The Sopranos is over, it's not resolved it's just over. The ending made many people believe their cable went out. With the ending of the biggest and perhaps most significant cable series, maybe it did. From what I can see online the finale is widely hated for it's ambiguous ending, though some critics are taking the high-brow approach and saying we just don't get how brilliant it is. Bleech.
This episode dutifully visited all the main characters and didn't do much to conclude their stories. Junior has lost it (at least it seems he's not faking his Alzheimer's as I've long thought), Sil is still in a coma, Pauli is still superstitious and loyal to Tony. Janice seems to have improved a bit with therapy and her mother issues but now has to loose weight to find another man. Supposedly she'll get some money from Phil's crew but they can't find Junior's stash. Carmela, AJ and Meadow are all back to their old deluded selves, they've learned nothing in 7 seasons.
The one bit of resolution is that Tony managed to beat Phil. After Tony's world was collapsing last episode and he was left with his crew decimated, his family in hiding and in a bed with an M16, Tony managed to broker a deal to call off the hit. All his cozying up to Agent Harris this season paid off in him sleeping with another FBI agent to get info to tip off Tony to where Phil is. Phil gets wacked and Tony survives.
I have to say, everything was going so well for Tony that when they showed AJ sitting on the couch with his girlfriend laughing at the TV I thought the episode was a dream sequence. The timing was odd, it could have taken place over several days, weeks or even months. If Tony had woken up in bed with the M16, it would have fit and I would have been happier. But of course that's not what David Chase did.

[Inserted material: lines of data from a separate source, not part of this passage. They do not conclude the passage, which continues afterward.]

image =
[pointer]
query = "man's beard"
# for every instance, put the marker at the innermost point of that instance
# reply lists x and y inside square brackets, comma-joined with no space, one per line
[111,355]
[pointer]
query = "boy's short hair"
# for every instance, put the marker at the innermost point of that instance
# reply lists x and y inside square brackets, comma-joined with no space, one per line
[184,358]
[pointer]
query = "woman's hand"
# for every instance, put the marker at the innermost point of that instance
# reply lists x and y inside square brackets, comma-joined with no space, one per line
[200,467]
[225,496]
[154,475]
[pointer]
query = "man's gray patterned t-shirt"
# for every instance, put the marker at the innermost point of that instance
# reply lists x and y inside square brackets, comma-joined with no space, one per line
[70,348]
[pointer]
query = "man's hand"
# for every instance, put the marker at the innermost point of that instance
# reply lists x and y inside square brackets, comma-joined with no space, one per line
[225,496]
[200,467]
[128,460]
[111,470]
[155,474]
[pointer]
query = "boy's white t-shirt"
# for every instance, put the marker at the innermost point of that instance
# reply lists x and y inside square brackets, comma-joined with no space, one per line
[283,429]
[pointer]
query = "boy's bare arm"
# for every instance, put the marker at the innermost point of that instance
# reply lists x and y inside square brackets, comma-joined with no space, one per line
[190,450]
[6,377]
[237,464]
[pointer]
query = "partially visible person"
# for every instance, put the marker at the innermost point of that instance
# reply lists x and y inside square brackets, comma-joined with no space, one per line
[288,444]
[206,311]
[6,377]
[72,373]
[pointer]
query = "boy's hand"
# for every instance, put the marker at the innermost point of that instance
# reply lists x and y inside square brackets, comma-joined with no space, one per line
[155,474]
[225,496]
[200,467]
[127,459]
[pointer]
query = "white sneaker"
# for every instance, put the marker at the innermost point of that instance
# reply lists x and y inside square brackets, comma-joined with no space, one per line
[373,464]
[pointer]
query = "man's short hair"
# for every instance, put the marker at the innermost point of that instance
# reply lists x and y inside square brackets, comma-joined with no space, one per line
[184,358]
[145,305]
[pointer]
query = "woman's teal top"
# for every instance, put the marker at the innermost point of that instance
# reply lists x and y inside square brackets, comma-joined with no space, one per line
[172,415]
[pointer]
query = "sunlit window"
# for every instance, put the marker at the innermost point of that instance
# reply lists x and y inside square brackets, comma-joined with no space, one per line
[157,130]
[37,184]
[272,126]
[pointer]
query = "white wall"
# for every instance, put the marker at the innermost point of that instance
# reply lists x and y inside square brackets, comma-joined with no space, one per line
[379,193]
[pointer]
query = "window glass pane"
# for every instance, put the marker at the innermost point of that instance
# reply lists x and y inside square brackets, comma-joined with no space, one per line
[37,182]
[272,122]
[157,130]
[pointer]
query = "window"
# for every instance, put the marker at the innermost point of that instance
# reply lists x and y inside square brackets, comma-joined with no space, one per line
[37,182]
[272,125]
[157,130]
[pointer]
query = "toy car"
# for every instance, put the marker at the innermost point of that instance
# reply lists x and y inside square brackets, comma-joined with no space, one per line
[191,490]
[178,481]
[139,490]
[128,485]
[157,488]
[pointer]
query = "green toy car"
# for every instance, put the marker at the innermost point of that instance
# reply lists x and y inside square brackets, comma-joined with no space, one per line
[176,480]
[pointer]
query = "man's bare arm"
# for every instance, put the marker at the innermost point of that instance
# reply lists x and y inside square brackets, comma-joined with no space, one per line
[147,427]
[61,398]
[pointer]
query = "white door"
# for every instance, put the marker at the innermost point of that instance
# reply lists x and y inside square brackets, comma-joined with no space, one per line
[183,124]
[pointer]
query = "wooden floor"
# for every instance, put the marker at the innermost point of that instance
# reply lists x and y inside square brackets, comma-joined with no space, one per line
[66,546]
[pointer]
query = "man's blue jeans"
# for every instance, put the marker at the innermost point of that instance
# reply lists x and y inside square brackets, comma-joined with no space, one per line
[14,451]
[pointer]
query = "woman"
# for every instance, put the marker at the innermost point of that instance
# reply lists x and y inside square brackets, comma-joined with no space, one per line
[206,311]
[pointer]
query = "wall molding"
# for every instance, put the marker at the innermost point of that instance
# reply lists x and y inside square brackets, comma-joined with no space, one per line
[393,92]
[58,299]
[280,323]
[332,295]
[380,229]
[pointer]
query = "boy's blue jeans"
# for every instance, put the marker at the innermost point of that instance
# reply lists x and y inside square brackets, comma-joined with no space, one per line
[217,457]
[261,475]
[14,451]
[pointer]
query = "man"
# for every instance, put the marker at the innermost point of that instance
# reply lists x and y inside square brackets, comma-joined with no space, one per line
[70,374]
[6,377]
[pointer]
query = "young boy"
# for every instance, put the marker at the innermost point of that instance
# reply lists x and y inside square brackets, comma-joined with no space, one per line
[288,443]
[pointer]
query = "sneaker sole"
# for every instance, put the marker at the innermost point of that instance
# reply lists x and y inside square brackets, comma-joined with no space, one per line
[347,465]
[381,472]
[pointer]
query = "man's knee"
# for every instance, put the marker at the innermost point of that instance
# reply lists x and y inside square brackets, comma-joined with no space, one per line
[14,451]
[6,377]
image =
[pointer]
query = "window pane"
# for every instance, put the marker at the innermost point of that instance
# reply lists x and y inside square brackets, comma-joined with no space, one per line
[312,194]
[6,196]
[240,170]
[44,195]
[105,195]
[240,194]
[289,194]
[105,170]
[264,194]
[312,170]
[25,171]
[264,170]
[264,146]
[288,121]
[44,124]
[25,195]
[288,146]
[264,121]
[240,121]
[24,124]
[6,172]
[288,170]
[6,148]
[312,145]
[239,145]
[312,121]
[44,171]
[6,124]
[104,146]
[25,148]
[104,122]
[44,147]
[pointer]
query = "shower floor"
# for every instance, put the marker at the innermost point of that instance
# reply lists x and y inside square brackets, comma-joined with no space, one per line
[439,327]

The already infamous last scene is actually a tour de force in cinematic tension. The elements shown are completely benign, Tony walked into a diner, picks a song, waits for his family, has chit-chat with his wife and son, his daughter has trouble parking her car and nothing happens. The soundtrack is an 80s pop song! And yet, everyone watching was on the edge of their seats, white knuckled, hitting a pillow, and every other metaphor for tension you can think of think of. Masterful audience manipulation (though it didn't hurt to have 10 years of buildup).
In fact I've seen posts who are sure Tony was wacked by the guy who went to the bathroom. They're convinced it's a reference to the Godfather, which it probably is, but there's no reason in this situation for the guy to have had to hide a gun in the bathroom, he could have just walked in with it. In the Godfather, Michael was frisked as he walked into the restaurant. The other evidence people cite is that the scene was from Tony's point of view and it went black when he died, the like the shot to the head Phil got and like Bobby said on the lake, you probably never see it coming. Or it wasn't.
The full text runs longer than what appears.